Is there an ideal balance point between the doing and the planning or is the formula for social entrepreneurial success as individual as the people doing it, so it is nonsense even asking these questions? Surely it is not a black-and-white answer, if there even is any. Yet, I cannot help to think that there is something about the doing. I have heard so many successful social entrepreneurs tell how they didn’t really know what they went into or what exactly they were going to do, they just went out there ‘into the streets’ and interacted with a given target group until they began to understand the root of the problems and tried out with different solutions. Rocco Falconer is one of those social entrepreneurs.
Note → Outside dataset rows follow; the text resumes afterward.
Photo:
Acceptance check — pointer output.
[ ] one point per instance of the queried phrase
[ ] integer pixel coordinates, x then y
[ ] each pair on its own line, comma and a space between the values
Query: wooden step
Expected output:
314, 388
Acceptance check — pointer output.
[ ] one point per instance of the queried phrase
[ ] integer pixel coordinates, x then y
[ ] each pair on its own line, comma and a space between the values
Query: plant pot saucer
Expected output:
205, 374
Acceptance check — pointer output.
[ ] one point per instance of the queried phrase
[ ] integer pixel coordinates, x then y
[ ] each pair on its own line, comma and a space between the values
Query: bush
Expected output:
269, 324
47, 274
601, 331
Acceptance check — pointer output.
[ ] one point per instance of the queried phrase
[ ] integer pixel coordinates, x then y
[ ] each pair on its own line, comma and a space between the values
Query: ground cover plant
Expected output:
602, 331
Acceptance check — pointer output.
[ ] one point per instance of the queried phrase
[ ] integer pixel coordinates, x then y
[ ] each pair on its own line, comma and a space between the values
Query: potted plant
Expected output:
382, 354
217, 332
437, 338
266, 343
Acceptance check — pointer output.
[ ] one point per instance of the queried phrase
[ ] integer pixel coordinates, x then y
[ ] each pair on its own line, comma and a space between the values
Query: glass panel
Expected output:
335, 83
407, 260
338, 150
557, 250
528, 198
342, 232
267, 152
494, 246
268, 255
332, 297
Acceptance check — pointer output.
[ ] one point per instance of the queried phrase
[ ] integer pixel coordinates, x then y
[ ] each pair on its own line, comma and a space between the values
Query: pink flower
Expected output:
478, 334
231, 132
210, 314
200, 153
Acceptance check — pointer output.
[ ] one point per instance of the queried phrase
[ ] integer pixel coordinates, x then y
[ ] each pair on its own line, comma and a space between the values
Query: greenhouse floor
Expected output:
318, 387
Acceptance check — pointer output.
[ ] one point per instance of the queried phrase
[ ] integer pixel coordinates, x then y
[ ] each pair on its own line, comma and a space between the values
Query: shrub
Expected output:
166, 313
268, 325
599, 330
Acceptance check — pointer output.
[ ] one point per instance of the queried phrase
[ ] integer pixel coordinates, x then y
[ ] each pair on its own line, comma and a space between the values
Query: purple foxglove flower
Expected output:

With the above thoughts in mind, watch this inspiring TED-talk about how he, as a 22-year old fresh university graduate, from scratch started a social enterprise in Sierra Leone. Today his organization Planting Promises runs five interrelated projects that aims to generate wealth to the country through business, and from the profit, they have helped build several schools supplying free education for children and adults. “When we talk about poverty, we need to also talk about the poverty of aspiration,” Rocco Falconer says. Planting Promises is about fostering local sustainable growth, independent from foreign aid, and through business and education give people the capacity and inspiration to change their own lives.

The story of Rocco Falconer serves not only as a great inspiration, but also as an excellent example of how to get ‘on the change-making movement’ and find a way to contribute. The video speaks strongly to the ‘doer’ within us all. The inspirational writer and speaker Robin Sharma writes that “courage is not the absence of fear, but the willingness to walk through your fear in pursuit of a goal that is important to you.”

Maybe the key is, whether you predominantly are a doer or a planner, to get into the mindset of success, let the fear out of the closet such that you can walk through it instead, and then trust in your wings and take action. Let the doer and the planner befriend each other.